SaaS is one of the world’s best business models. CRM gets paid in advance, the revenue is recurring and the business requires no capital. Every year, 9 out of 10 customers remain for another year without CRM having to do anything.

“In my opinion, SaaS companies are a bit misunderstood. They have high earnings multiples and are considered too expensive by many value investors.”

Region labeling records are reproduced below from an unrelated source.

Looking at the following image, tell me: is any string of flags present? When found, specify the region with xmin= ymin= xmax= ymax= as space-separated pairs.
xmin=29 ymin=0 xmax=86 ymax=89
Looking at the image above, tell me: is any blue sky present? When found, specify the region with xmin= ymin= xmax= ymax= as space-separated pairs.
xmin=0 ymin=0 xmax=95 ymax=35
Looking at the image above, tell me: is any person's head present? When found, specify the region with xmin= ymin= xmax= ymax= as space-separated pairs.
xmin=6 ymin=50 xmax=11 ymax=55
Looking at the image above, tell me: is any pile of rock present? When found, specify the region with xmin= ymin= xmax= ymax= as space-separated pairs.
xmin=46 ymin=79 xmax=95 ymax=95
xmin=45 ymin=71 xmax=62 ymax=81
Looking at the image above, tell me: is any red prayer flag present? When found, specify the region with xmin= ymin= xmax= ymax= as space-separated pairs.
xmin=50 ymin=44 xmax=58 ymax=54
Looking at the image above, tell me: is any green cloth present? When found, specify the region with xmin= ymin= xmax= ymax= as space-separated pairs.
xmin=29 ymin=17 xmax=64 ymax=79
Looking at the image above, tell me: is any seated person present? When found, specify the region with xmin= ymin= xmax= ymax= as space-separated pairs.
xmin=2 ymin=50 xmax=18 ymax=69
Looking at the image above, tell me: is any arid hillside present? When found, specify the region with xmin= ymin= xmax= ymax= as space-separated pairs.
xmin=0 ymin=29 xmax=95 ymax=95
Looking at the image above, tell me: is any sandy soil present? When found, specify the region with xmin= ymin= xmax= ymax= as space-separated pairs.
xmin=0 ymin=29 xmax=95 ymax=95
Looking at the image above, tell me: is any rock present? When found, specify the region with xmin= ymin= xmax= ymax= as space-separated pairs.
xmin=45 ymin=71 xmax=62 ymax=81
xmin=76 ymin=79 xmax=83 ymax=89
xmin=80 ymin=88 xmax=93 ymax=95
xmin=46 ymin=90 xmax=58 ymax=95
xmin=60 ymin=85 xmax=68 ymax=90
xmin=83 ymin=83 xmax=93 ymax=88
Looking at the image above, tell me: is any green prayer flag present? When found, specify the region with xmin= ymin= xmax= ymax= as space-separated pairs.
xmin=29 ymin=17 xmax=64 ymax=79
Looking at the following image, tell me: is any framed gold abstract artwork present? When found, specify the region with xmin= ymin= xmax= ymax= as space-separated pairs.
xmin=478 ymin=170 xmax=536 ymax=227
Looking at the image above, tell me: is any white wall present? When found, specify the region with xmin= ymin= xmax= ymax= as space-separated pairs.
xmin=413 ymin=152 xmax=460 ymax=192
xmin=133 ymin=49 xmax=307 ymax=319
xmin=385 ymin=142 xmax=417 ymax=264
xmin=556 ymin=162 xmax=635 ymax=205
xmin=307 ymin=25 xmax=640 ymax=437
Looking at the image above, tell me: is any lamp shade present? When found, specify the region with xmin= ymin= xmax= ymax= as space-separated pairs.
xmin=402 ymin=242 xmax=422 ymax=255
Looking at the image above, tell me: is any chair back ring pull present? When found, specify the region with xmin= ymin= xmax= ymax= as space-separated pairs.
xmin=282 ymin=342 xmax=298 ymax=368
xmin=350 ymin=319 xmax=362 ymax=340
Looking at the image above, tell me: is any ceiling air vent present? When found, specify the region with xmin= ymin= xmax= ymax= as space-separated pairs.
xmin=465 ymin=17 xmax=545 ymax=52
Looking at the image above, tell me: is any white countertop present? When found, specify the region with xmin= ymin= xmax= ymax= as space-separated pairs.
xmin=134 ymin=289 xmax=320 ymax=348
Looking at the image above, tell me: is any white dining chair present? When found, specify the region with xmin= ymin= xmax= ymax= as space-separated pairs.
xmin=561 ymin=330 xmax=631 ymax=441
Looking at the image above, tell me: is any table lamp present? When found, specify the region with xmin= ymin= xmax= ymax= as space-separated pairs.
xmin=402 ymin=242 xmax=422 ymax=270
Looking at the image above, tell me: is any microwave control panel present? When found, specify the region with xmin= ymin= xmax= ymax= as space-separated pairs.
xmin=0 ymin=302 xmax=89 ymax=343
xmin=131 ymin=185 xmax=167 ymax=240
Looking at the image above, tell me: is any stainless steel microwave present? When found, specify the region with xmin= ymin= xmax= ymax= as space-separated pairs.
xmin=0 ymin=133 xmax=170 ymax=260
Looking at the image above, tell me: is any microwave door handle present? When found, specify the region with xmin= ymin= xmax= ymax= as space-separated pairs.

In my opinion, SaaS companies are a bit misunderstood. They have high earnings multiples and are considered too expensive by many value investors. However, this is based on a somewhat outdated view of accounting. Let me explain. If a company wants to grow, it must invest. Volvo has to buy new machinery and Starbucks has to open new cafes. For classic companies, this expense is taken outside the income statement and then depreciated in the future. This means that investment does not directly affect profits. When CRM wants to grow, it does not need to buy anything, but it does have to pay for sales and marketing. This expense is recognised in the income statement and affects profit for the same year. However, the outlay will generate profits for many years to come.

 

In 2019, CRM grew by 29 percent and generated USD 1.9 billion in cash flow (after the cost of shares to employees). During the year, 7.9 billion was spent on sales and marketing. Assuming 60% of that cost is to support its extreme growth, we can add another 3.7 billion (after tax) to the free cash flow. So, if CRM chose to grow more slowly it could generate 5.6 billion in cash flow. This means that CRM was valued at 22 times its “mature” cash flow in March, and not at the P/E 1000 that a superficial analysis would suggest. I think this is cheap for a company with the potential and quality of CRM.